The European Court of Human Rights (ECHR) ruled against the government of Turkey on Tuesday in favor of a trans man who was denied the right to gender reassignment surgery unless he agreed to undergo sterilization reports Buzzfeed:
The case began in 2005, when a Turkish court ruled that a trans man identified in court documents as Y.Y. could not undergo gender reassignment surgery because he was not infertile, a requirement for gender reassignment under Turkish law. He went to court rather than submit to medical sterilization.
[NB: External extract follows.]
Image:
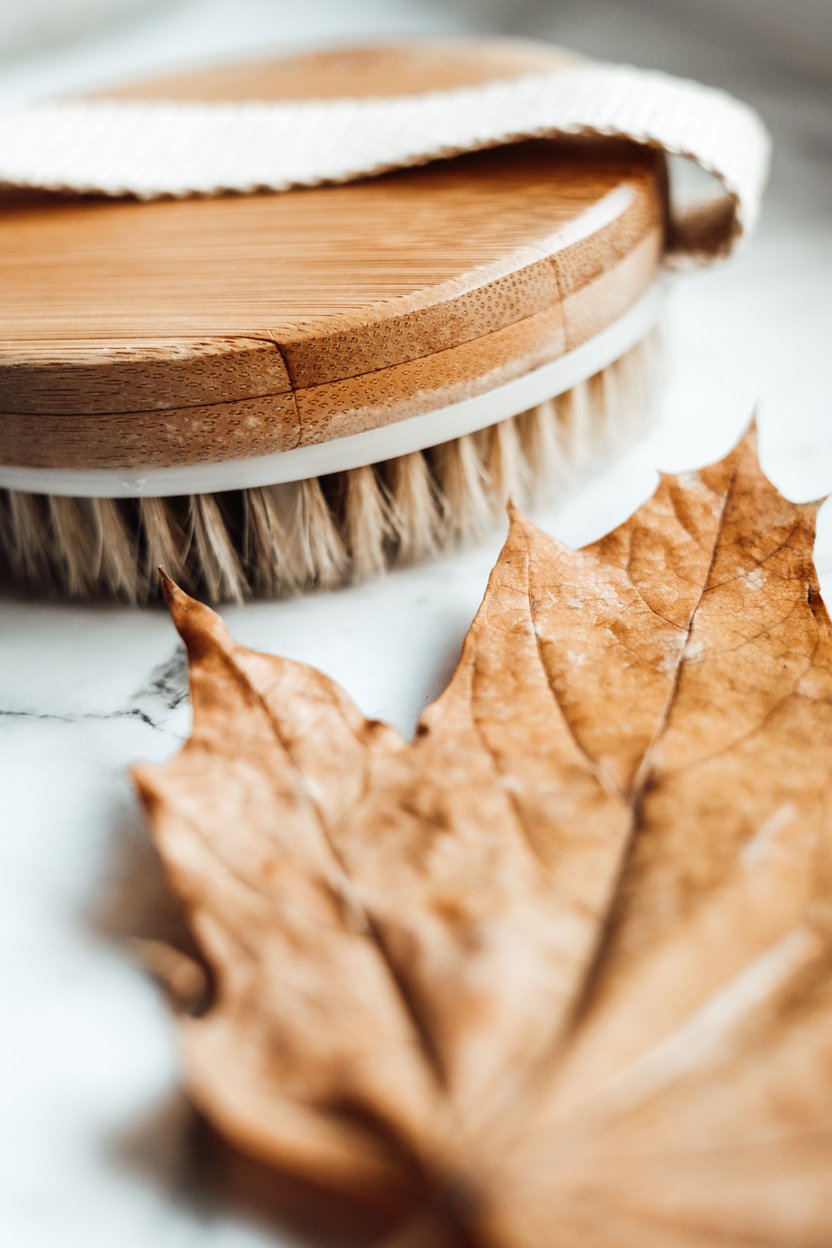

A Turkish court ultimately allowed him to move forward with gender reassignment in 2013, but the ECHR still heard his original challenge and awarded him damages of 7,500 euros in damages for the years he was unable to access gender reassignment surgery.
“The respect due to the physical integrity of the concerned party would be in opposition to his having to undergo” sterilization, the court ruled in a unanimous decision, and therefore a violation of the European Convention on Human Rights, the treaty on which the ECHR's authority is based. “The resulting interference in the claimant's rights with respect to his private life cannot thus be said to have been ‘necessary' in a democratic society.”
However, the ruling only addresses sterilization requirements, and it does not address other barriers impeding trans people from gender reassignment surgery such as having psychiatric professionals sign off on requests.